If you three don’t please God, our whole church will suffer as a consequence. Do all you can to please Him in every phase of your life.


Greater privilege necessarily brings greater responsibility. We expect your standards to be above and beyond the ordinary call of duty.

Like it or not, we who are ordained are on the losing side of a double standard. There’s no way around it. People expect us to walk more circumspectly than they do. This is not right, and should not be, but that’s the way it is.

Paul knew his life would be scrutinized. Hence, he was willing to go the extra mile and give up meat to keep from offending a brother.

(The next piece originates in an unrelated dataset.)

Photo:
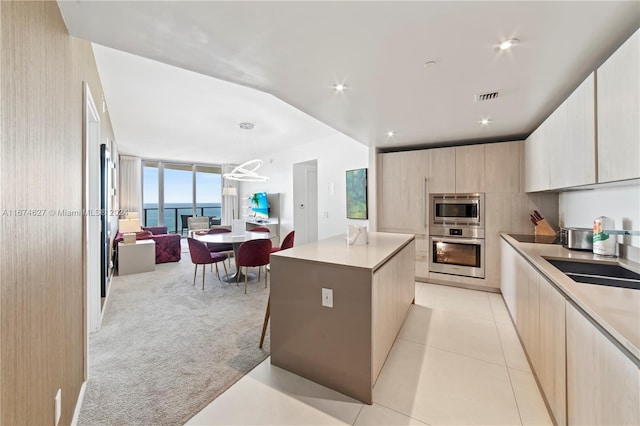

You will henceforth be on a pedestal. People will be watching you. Your finances must be handled impeccably. Your forms of entertainment and places of fun must be above reproach. Your words must be carefully chosen.


Develop sweetness. Your personality should radiate the Lord. Be kind in every situation. Have friends nearby to whom you can let off steam and unload, but never explode before the people. In their presence, always exemplify Christ’s love and patience for them.

Uplift the people. You are not called to impress us or dazzle us, but rather to warm, cheer, help, and encourage us. Bless us, we pray.

The people are not here for you, but rather vica versa. We are not to build a ministry of success at their expense. Ordained ones must lose themselves in caring for the fellowship.

Moses became so intertwined with the people that he preferred death to seeing their destruction. David sinned by taking a census. As a result, God plagued the nation and many died. As the death angel approached Jerusalem, David went out to meet it, and asked God to punish only him and his family, not all the people.

We are entrusting ourselves into your watch-care. Senior adults, median adults, young marrieds, singles, teenagers, children, babies ( all these are being placed in your hands. Bless us everyone.


Since deacons would be dealing with people in homes, up close and personal, they needed the ability to make wise decisions. Wisdom comes from the Holy Spirit, knowing Scripture, experience, and seeking counsel from others.

Everything rises or falls on leadership. God has always led His people through chosen leaders.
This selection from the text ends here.